Hampton envisions a Sequim concert series utilizing local venues throughout the year.

Ticket sales went live for another concert with The Kingston Trio on Aug. 22 at the James Center, but Hampton said due to circumstances beyond his control, the concert was cancelled but it will be rescheduled for a later date.

For Foghat, he said the band is “iconic” and one of his personal favorites he grew up listening to in high school.

Interest and ticket sales are coming in from all over the region, specifically Kitsap County, he said.

Classic Rock Radio station 92.9 KISM FM in Bellingham is promoting the show, too, and will be giving away multiple ticket packages as promotion in the coming weeks.

Hampton seeks input from concert-goers on Sequim Concerts’ Facebook page wanting to know whom he should book next.


Making more memories

While discussing his long and varied career, Hampton says he’s “the Forrest Gump” of music doing a little of this and that while meeting some of the greats of yesterday and today.
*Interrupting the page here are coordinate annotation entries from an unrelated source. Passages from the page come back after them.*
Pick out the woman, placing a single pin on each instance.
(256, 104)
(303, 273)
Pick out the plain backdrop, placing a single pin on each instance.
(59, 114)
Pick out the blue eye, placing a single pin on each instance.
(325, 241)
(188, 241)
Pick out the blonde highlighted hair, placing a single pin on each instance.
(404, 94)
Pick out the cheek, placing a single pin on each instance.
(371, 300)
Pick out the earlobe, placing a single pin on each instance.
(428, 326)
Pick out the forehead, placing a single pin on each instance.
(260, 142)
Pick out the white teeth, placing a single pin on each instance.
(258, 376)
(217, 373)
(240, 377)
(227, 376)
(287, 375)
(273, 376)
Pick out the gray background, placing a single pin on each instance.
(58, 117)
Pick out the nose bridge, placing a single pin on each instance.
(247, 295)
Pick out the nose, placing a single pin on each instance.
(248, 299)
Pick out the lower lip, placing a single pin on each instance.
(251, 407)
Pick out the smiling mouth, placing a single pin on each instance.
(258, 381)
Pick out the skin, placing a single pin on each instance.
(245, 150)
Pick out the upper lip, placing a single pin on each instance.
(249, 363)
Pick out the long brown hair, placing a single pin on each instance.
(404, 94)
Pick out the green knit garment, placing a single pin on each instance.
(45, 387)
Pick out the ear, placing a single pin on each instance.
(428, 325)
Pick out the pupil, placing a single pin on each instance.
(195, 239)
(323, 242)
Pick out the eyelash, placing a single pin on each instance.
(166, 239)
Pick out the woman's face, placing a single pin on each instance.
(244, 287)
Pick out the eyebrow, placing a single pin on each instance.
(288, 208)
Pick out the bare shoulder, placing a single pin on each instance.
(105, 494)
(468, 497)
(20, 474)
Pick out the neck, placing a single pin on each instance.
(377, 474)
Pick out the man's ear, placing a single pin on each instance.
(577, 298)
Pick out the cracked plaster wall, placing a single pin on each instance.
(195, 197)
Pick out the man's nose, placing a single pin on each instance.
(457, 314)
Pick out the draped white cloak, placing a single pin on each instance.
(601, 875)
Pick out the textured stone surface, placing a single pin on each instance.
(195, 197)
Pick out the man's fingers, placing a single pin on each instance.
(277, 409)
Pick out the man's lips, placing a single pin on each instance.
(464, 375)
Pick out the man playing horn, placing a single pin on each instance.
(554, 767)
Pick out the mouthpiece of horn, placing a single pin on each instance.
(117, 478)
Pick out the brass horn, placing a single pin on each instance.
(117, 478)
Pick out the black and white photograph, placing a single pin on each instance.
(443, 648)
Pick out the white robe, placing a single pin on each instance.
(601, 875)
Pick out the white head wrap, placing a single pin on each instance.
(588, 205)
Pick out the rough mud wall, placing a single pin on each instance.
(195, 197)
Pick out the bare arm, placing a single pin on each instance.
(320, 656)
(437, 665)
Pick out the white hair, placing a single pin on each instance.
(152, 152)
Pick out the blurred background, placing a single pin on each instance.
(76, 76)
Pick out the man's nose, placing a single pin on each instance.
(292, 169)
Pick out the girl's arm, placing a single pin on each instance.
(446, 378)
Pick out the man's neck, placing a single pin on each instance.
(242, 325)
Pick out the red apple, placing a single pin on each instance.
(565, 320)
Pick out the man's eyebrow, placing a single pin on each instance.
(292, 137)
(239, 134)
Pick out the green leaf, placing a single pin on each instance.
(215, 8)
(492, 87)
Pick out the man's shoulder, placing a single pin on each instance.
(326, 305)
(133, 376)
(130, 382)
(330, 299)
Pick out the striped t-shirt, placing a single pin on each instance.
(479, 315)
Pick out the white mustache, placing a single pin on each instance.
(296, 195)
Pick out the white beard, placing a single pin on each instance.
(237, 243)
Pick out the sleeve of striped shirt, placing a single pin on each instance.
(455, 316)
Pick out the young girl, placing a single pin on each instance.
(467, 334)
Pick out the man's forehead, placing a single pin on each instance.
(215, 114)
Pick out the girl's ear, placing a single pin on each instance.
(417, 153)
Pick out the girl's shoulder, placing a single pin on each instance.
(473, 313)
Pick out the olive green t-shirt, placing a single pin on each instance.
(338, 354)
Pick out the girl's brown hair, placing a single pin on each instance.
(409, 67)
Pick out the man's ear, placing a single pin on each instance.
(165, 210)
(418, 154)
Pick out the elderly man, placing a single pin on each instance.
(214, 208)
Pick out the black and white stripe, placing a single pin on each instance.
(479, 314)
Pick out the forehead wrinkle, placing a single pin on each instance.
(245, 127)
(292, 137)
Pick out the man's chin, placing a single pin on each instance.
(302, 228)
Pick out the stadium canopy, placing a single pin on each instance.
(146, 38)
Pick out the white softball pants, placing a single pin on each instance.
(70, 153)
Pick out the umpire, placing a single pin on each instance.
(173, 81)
“I want people to know this (concert) is not about Quinn Hampton,” he said. “But where I came from. I’m not just doing this on a whim. I have a lifetime in the entertainment industry and I see a lot of potential with Sequim.”

Hampton received national media attention at age 8 after he says he became the “poster boy” for March of Dimes in Sacramento. He was born with club feet and had casts on his legs when he was seven days old. He had 13 operations on his legs until age 12.

At a telethon, he met actor Michael Landon and while talking on air the two began to cry. “This is why we do it,” Hampton said Landon told the cameras.

Hampton said Landon made him feel like a friend and “I called him Little Joe (from ‘Bonanza’).”

Twenty-three years later, Hampton reunited with Landon on the set of “Highway to Heaven,” and they rekindled their friendship. Hampton frequently would visit the set, even having a jam session with Landon’s co-star Victor French.

Hampton has several special memories on and off stage with entertainment icons.

He wrote the song “The Greatest” in 1994 for Muhammed Ali and was able to meet the boxer before a banquet honoring him in Sacramento. He was to perform it for him at the gala.

Now Hampton is focused 100 percent on promoting Sequim Concerts and hoping to create and bring back special memories through music. If the Foghat show is a success, Hampton said, “It will mean more things down the line for sure.”